Sara she sat on her stool at the grate,
'See, Willy the marks in the hearth beam I make
If it's some witch-curse forbids me a son,
Then the spell that I carve will make her be gone.'

My fingers search the inglenook
And there, dead centre of the beam,
A trivet ring, rusted and seized,
For a pot hung in the kitchen's heart.

And so we sit and conjure
Wraiths -changing by the years,
Who sat as we do now
In fear of plague or war or ruin.

And the numbers of the recent dead
Become a multitude and we allow
A moment's silent calculation and meet,
Head on, our own impermanence.

Willy took hold on his wife's fair hand and held it to his heart,
'I would to God my love' he said, 'that we should never part;
And so a baban we must make, before the year is over
A child that will be born of love my wife and dearest lover.'

And as we grieve the absence
Of those we made as lovers
There is security in these stones
Holding firm against the gales -
But no wall or fence
Is proof against
The invisible.

The rumours of warriors from over the sea
Faded as quickly as frost on the lea
And soon Willy saw in his wife's smiling eyes
That they would be blessed with a new infant's cries.
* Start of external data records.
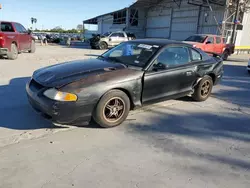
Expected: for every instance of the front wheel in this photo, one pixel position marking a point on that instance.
(203, 89)
(112, 109)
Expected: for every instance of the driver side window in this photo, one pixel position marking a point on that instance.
(173, 57)
(115, 35)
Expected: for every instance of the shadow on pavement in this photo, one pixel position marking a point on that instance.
(168, 128)
(15, 111)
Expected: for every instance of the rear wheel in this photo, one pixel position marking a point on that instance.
(225, 55)
(112, 109)
(13, 53)
(32, 47)
(103, 45)
(203, 89)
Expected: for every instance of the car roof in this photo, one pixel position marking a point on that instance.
(158, 41)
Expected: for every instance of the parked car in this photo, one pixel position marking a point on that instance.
(211, 43)
(248, 66)
(14, 39)
(124, 78)
(110, 39)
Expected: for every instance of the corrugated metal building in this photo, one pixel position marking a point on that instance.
(171, 19)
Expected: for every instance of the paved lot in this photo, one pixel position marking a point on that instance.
(179, 143)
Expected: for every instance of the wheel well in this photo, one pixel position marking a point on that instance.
(104, 42)
(129, 96)
(14, 42)
(212, 75)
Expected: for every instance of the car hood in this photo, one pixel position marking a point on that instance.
(65, 73)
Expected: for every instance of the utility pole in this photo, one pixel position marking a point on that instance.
(234, 21)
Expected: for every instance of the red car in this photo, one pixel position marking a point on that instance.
(211, 43)
(14, 39)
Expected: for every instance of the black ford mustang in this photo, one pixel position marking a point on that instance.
(126, 77)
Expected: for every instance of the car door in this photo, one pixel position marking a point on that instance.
(209, 44)
(114, 39)
(171, 74)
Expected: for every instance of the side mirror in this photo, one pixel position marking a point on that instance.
(159, 66)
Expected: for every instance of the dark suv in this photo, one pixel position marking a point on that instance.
(14, 39)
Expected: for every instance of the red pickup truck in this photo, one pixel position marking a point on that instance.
(14, 39)
(211, 43)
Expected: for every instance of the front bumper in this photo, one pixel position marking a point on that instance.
(70, 113)
(3, 51)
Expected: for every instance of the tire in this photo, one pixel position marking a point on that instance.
(225, 55)
(32, 47)
(103, 46)
(203, 89)
(107, 113)
(13, 53)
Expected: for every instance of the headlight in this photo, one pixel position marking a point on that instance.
(59, 95)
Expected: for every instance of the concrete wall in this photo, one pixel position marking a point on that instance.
(243, 37)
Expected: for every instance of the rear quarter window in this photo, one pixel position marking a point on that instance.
(195, 55)
(7, 27)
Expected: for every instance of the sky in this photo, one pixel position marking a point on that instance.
(51, 13)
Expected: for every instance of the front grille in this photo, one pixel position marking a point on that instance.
(34, 86)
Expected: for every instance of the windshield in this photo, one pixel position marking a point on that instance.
(196, 38)
(130, 53)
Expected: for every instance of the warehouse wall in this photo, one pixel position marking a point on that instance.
(105, 24)
(167, 20)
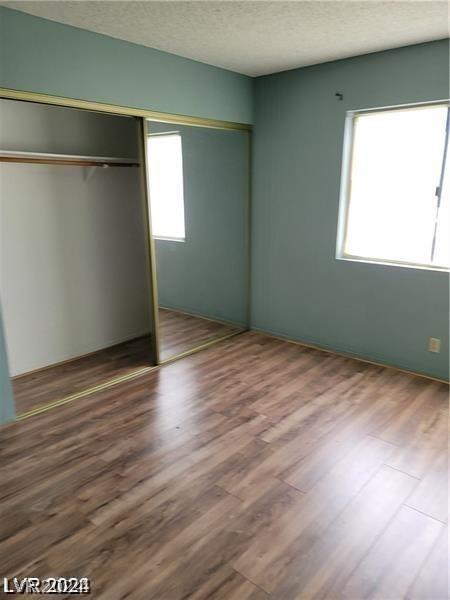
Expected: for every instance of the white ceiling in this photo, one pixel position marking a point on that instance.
(255, 37)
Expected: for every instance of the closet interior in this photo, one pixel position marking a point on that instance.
(124, 243)
(75, 290)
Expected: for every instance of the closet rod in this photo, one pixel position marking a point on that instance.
(65, 159)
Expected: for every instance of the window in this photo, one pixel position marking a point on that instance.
(395, 193)
(166, 186)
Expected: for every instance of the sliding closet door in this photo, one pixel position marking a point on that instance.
(74, 261)
(199, 199)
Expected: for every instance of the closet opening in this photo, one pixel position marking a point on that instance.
(75, 267)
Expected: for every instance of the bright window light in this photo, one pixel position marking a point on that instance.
(397, 191)
(166, 186)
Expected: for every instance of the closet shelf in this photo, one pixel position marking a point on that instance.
(66, 159)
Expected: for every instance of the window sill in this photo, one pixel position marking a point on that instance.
(168, 239)
(386, 263)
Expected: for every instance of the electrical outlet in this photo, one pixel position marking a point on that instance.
(434, 344)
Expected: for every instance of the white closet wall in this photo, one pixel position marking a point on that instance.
(73, 272)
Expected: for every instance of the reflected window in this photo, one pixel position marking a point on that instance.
(398, 196)
(165, 157)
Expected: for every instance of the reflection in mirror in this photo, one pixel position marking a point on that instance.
(199, 186)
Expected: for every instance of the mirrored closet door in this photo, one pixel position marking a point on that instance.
(198, 184)
(74, 251)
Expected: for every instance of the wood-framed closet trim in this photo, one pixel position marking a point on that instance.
(143, 115)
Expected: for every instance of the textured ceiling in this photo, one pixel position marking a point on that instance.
(255, 37)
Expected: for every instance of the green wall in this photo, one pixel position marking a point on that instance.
(299, 289)
(39, 55)
(6, 400)
(43, 56)
(207, 274)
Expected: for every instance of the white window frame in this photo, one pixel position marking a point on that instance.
(162, 237)
(344, 196)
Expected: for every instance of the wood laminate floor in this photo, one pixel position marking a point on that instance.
(255, 469)
(178, 332)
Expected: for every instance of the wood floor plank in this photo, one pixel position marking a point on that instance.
(323, 571)
(255, 469)
(178, 332)
(432, 581)
(431, 495)
(389, 569)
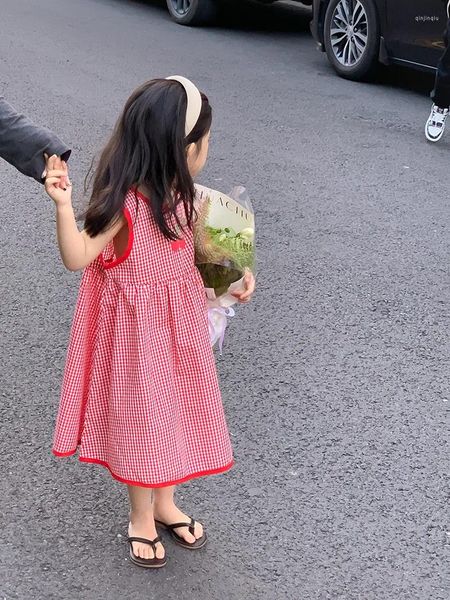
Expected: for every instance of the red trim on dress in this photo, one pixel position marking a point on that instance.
(126, 254)
(96, 461)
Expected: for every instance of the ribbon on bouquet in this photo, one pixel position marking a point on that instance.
(218, 321)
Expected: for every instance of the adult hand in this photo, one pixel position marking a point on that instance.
(64, 181)
(57, 183)
(249, 287)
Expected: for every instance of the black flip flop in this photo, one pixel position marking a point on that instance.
(180, 540)
(147, 563)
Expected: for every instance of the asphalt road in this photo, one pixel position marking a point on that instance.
(335, 380)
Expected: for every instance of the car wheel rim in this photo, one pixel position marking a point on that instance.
(349, 32)
(181, 7)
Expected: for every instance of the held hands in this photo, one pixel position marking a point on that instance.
(57, 183)
(249, 285)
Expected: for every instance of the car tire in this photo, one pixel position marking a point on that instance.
(352, 49)
(192, 12)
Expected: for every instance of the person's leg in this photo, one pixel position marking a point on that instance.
(441, 92)
(142, 522)
(165, 510)
(435, 125)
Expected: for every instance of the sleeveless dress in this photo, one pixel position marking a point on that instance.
(140, 393)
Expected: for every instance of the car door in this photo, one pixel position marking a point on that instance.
(415, 30)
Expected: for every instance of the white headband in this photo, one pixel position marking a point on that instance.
(194, 102)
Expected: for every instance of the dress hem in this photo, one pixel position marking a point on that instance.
(103, 463)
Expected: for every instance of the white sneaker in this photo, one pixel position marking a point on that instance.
(434, 129)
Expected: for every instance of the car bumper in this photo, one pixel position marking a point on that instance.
(316, 25)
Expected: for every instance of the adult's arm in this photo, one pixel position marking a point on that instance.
(23, 144)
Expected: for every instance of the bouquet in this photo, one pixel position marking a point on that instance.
(224, 237)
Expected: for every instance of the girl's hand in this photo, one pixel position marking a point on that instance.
(249, 285)
(57, 184)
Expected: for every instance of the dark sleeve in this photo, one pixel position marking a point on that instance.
(23, 144)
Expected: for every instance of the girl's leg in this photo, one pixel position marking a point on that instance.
(165, 510)
(142, 522)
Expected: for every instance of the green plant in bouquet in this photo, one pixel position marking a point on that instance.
(222, 253)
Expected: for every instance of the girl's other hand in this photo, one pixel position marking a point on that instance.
(57, 183)
(249, 288)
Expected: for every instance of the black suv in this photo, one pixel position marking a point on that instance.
(199, 12)
(356, 34)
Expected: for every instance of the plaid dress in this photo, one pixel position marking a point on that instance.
(140, 394)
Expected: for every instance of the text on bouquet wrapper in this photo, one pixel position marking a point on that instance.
(238, 210)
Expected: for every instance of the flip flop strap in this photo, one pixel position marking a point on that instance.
(151, 543)
(190, 525)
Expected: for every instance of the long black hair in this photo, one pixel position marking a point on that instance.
(148, 148)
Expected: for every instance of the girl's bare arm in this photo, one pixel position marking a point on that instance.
(76, 247)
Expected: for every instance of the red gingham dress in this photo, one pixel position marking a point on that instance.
(140, 394)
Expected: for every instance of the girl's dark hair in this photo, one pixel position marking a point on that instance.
(148, 148)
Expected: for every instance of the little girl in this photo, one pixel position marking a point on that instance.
(140, 394)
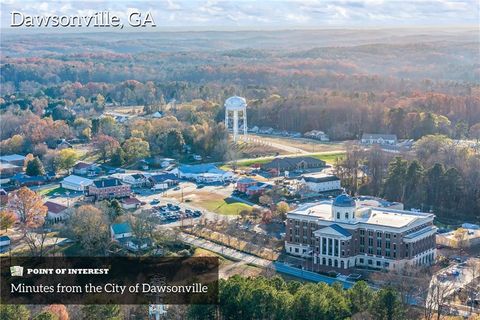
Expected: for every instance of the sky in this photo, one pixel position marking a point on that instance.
(217, 14)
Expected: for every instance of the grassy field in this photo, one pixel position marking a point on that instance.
(329, 158)
(227, 206)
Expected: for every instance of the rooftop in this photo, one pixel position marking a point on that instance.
(387, 217)
(200, 168)
(109, 182)
(78, 180)
(12, 157)
(384, 136)
(119, 228)
(318, 178)
(55, 207)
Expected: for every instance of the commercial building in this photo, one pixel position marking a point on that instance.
(346, 233)
(76, 183)
(381, 139)
(321, 182)
(108, 189)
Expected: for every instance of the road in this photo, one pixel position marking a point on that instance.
(225, 251)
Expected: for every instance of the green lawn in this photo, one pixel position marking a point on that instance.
(330, 158)
(52, 191)
(225, 206)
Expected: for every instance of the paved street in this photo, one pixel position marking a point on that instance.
(228, 252)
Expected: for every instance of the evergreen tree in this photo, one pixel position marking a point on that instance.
(104, 312)
(393, 188)
(361, 296)
(414, 192)
(118, 158)
(452, 189)
(14, 312)
(434, 184)
(46, 315)
(35, 167)
(386, 305)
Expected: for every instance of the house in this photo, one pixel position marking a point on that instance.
(14, 159)
(163, 181)
(136, 180)
(244, 183)
(64, 144)
(265, 130)
(166, 162)
(120, 231)
(258, 189)
(204, 173)
(345, 234)
(135, 244)
(4, 243)
(3, 197)
(293, 163)
(157, 115)
(317, 135)
(21, 179)
(56, 212)
(381, 139)
(109, 188)
(76, 183)
(130, 203)
(8, 169)
(86, 169)
(321, 182)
'Say, Sara' said Willy, 'oh, when will it be?
For tis all that we lack in our prosperity! '
But Sara she glanced at the signs on the beam:
'Beware what I told thee; tis yet but a dream.'

And so seems our life now;
Like a dream that we cannot distil
Into what can be known
And mastered.
Fears that do not yet
Set our hearts beating faster but
Which stalk around the edge of knowing
Like ghosts upon the outflung stair.

Among the scents of garden roses
There is respite. In lengthening days
Of sunshine and sea breeze
There is a promise. In the smell of grass
And salt-tanged air there is relief.